PARTICLE-SIZE EFFECT IN CRAZE PLASTICITY OF HIGH-IMPACT POLYSTYRENE

To explore the particle-size effect on craze plasticity and on the level of toughening of high-impact polystyrene (HIPS), a commercial grade HIPS (Mobil PS 4600) with a composite particle fraction of 0.217 and average particle size of 2.51 mu m was used. The matrix fractions of the material were dissolved in toluene and the unaffected particles were harvested as a gel fraction which was levitated in fresh toluene as a dilute suspension. This dilute particle suspension was centrifuged to separate the particles into two non-overlapping small and large particle populations of average size 1.03 and 3.97 mu m, respectively.
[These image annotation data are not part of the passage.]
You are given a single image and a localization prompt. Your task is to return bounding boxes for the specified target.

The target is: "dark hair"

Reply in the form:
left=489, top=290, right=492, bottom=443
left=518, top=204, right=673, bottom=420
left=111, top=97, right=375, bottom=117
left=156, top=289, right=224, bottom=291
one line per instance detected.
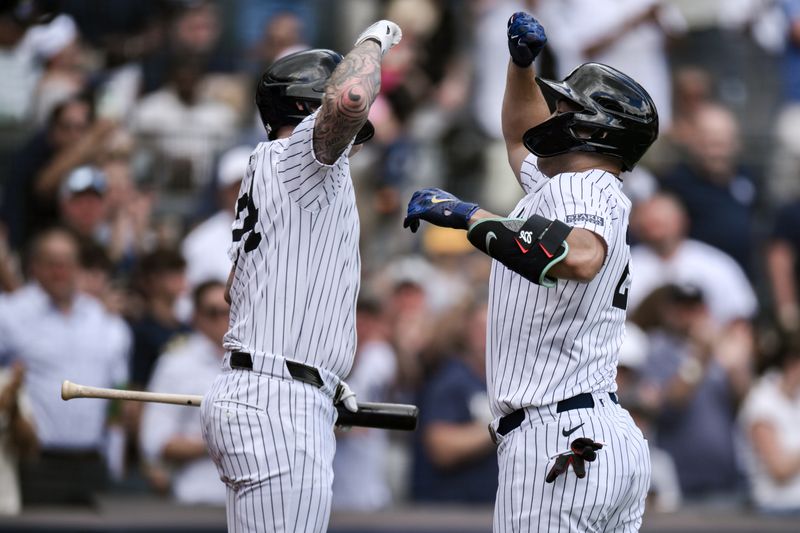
left=80, top=241, right=114, bottom=274
left=192, top=279, right=225, bottom=312
left=47, top=95, right=94, bottom=129
left=25, top=226, right=80, bottom=265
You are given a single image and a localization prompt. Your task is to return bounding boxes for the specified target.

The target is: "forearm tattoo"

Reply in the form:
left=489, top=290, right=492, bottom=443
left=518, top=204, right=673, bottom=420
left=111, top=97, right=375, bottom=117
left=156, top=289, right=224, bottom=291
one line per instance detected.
left=314, top=41, right=381, bottom=164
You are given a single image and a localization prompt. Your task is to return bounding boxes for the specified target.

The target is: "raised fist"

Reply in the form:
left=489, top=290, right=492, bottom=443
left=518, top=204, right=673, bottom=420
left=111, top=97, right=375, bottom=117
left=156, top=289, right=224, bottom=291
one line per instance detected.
left=353, top=20, right=403, bottom=56
left=508, top=11, right=547, bottom=68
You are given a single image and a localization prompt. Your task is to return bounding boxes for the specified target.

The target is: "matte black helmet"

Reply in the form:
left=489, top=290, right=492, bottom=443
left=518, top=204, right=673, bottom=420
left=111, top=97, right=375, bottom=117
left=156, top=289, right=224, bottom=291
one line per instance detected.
left=522, top=63, right=658, bottom=170
left=256, top=49, right=375, bottom=144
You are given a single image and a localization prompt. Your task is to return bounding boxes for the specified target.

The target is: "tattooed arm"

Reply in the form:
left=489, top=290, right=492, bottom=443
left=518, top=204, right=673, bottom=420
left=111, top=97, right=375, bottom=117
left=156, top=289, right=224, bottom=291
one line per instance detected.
left=314, top=39, right=381, bottom=164
left=314, top=20, right=403, bottom=164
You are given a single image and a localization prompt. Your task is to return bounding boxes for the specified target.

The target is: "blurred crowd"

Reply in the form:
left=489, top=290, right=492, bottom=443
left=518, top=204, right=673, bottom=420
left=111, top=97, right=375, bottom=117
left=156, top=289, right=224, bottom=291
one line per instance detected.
left=0, top=0, right=800, bottom=513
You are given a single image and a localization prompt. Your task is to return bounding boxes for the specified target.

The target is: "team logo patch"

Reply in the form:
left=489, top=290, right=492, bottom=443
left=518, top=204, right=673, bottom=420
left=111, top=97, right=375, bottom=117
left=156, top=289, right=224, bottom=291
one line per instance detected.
left=566, top=213, right=606, bottom=226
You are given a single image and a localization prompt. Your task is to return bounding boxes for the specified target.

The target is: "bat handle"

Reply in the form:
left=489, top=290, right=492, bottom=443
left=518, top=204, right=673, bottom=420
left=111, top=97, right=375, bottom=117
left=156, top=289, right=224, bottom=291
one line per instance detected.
left=61, top=379, right=80, bottom=401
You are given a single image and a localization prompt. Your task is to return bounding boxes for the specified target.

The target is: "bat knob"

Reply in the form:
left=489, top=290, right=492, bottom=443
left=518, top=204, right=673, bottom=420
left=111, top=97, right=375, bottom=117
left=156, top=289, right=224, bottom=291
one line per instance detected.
left=61, top=379, right=75, bottom=401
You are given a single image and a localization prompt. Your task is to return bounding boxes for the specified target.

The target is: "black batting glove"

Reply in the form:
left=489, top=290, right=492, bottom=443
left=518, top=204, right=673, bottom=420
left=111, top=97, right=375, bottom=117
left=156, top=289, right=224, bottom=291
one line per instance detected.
left=508, top=11, right=547, bottom=68
left=545, top=437, right=603, bottom=483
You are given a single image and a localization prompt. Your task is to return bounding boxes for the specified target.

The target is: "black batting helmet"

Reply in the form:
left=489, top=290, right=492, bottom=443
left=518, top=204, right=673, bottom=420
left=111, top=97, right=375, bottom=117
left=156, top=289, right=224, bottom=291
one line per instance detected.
left=522, top=63, right=658, bottom=170
left=256, top=49, right=375, bottom=144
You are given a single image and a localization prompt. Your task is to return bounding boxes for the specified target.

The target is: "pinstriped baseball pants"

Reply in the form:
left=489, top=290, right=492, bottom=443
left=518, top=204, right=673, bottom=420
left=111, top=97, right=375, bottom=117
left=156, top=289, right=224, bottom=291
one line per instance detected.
left=201, top=360, right=336, bottom=533
left=493, top=393, right=650, bottom=533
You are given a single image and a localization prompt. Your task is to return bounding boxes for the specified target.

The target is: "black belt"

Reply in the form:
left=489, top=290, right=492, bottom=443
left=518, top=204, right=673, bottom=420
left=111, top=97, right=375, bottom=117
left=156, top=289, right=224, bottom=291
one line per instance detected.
left=497, top=392, right=619, bottom=436
left=231, top=352, right=324, bottom=389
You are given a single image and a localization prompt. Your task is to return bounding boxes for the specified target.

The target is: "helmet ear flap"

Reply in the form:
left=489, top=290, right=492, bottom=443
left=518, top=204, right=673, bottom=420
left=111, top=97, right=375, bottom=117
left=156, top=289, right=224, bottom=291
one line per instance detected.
left=523, top=63, right=658, bottom=170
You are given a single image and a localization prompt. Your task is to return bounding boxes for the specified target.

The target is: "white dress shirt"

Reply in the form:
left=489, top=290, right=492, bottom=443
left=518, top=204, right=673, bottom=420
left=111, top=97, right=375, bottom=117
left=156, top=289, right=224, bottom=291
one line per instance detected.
left=182, top=210, right=238, bottom=287
left=628, top=239, right=758, bottom=324
left=0, top=283, right=131, bottom=450
left=140, top=333, right=225, bottom=505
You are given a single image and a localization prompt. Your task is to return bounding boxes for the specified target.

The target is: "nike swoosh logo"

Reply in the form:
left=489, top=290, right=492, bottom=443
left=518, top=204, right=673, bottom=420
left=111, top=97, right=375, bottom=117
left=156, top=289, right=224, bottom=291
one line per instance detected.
left=486, top=231, right=497, bottom=252
left=561, top=422, right=586, bottom=437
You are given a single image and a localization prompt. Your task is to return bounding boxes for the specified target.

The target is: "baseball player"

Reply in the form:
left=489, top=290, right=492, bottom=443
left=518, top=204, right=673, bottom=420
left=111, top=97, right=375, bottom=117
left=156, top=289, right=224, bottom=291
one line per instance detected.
left=202, top=20, right=401, bottom=532
left=404, top=13, right=658, bottom=532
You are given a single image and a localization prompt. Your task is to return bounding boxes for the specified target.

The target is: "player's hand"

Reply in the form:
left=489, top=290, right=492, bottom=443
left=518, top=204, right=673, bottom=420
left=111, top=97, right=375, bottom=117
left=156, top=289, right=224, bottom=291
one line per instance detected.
left=333, top=380, right=358, bottom=413
left=353, top=20, right=403, bottom=56
left=403, top=188, right=478, bottom=232
left=508, top=11, right=547, bottom=68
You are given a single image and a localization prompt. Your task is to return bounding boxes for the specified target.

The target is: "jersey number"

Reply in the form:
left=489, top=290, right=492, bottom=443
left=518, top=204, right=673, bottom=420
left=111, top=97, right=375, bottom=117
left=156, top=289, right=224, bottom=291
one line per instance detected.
left=611, top=263, right=631, bottom=310
left=233, top=182, right=261, bottom=252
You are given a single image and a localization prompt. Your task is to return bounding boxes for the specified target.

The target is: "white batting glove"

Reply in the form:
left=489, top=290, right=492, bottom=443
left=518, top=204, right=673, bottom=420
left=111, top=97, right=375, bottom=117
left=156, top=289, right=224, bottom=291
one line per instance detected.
left=333, top=381, right=358, bottom=413
left=353, top=20, right=403, bottom=56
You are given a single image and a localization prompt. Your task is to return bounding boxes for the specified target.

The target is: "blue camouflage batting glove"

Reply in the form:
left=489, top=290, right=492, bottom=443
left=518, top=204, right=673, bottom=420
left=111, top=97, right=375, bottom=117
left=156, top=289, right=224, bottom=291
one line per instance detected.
left=403, top=188, right=478, bottom=232
left=508, top=11, right=547, bottom=68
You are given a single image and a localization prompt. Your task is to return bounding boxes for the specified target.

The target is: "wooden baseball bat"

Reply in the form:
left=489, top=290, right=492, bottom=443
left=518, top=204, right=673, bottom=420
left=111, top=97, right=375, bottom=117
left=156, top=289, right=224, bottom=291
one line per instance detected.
left=61, top=380, right=203, bottom=407
left=61, top=380, right=419, bottom=431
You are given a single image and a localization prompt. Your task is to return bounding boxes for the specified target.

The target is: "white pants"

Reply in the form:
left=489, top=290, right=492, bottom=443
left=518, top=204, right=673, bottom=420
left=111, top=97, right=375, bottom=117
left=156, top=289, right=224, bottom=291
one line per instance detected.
left=493, top=393, right=650, bottom=533
left=201, top=356, right=336, bottom=533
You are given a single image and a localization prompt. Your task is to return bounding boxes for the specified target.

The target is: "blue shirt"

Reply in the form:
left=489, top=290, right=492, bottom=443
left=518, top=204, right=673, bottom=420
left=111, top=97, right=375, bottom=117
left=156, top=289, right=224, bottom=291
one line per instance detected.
left=664, top=163, right=756, bottom=275
left=412, top=359, right=498, bottom=503
left=782, top=0, right=800, bottom=102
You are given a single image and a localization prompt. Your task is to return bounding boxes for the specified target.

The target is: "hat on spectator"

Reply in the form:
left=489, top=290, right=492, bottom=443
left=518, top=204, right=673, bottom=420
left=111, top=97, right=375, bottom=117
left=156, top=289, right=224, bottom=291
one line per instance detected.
left=60, top=166, right=106, bottom=198
left=26, top=15, right=78, bottom=60
left=217, top=145, right=253, bottom=189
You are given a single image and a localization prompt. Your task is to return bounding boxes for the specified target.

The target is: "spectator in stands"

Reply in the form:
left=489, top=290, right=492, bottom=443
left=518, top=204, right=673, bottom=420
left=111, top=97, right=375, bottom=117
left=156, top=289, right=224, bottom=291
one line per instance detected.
left=29, top=14, right=88, bottom=124
left=617, top=321, right=681, bottom=513
left=628, top=194, right=757, bottom=324
left=78, top=242, right=125, bottom=314
left=2, top=98, right=114, bottom=249
left=662, top=104, right=756, bottom=273
left=740, top=333, right=800, bottom=513
left=767, top=0, right=800, bottom=202
left=633, top=284, right=754, bottom=504
left=59, top=166, right=107, bottom=244
left=181, top=146, right=253, bottom=287
left=131, top=56, right=238, bottom=194
left=534, top=0, right=685, bottom=130
left=255, top=10, right=309, bottom=67
left=766, top=200, right=800, bottom=331
left=0, top=1, right=53, bottom=127
left=0, top=229, right=131, bottom=503
left=0, top=361, right=38, bottom=515
left=142, top=0, right=233, bottom=94
left=333, top=299, right=397, bottom=511
left=131, top=249, right=191, bottom=389
left=140, top=281, right=230, bottom=505
left=0, top=228, right=22, bottom=293
left=412, top=300, right=497, bottom=504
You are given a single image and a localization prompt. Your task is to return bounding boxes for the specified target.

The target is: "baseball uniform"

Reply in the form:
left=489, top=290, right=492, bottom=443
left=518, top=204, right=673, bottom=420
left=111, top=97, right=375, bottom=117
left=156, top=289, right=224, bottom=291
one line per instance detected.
left=487, top=155, right=650, bottom=533
left=202, top=109, right=360, bottom=532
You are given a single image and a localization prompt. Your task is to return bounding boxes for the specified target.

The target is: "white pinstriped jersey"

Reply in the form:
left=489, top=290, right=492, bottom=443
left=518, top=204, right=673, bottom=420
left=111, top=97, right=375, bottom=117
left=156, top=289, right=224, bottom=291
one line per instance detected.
left=487, top=155, right=631, bottom=416
left=224, top=113, right=361, bottom=377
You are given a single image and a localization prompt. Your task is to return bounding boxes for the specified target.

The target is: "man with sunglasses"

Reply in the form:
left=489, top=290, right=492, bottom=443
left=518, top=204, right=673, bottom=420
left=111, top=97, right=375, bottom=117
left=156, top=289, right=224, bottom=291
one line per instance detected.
left=404, top=13, right=658, bottom=532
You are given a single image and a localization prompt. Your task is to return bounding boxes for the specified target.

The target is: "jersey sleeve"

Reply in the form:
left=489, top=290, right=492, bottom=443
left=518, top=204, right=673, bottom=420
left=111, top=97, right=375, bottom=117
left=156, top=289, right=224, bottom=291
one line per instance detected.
left=519, top=154, right=548, bottom=194
left=277, top=111, right=352, bottom=211
left=538, top=173, right=616, bottom=243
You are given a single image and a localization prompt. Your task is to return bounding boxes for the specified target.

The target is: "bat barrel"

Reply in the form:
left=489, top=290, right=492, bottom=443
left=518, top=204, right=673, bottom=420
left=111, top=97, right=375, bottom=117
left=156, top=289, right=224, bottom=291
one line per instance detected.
left=336, top=402, right=419, bottom=431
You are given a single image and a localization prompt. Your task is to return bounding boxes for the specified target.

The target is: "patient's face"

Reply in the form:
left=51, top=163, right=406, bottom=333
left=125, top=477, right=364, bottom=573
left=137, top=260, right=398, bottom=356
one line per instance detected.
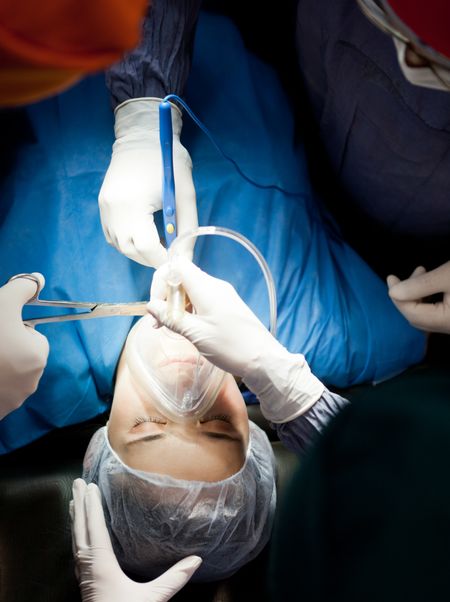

With these separated particles, two new blends of HIPS-type material with narrow particle distributions were reconstituted using commercial grade Lustrex HH-104 PS, together with a reconstituted blend of HIPS made up of the original broad particle-size distribution to be used as a standard for comparison. All three blends had the same volume fraction as the original HIPS. Stress-strain experiments performed on the reconstituted blends showed that the mechanical properties and toughness levels of the reconstituted HIPS were nearly identical to the properties of the original HIPS. While the toughness of the reconstituted material with larger particles was roughly halved at the same flow stress level, the flow stress of the reconstituted blend with small particles had a craze flow stress 5% higher than that of the other two reconstituted blends, and a very severely reduced level of toughness. The behaviour of these blends was analysed with the aid of a theoretical model developed by Piorkowska et al. and furnished additional support for the correctness of the particle-size effect based on the principle of 'stress-induced displacement misfit' proposed by Argon et al. previously.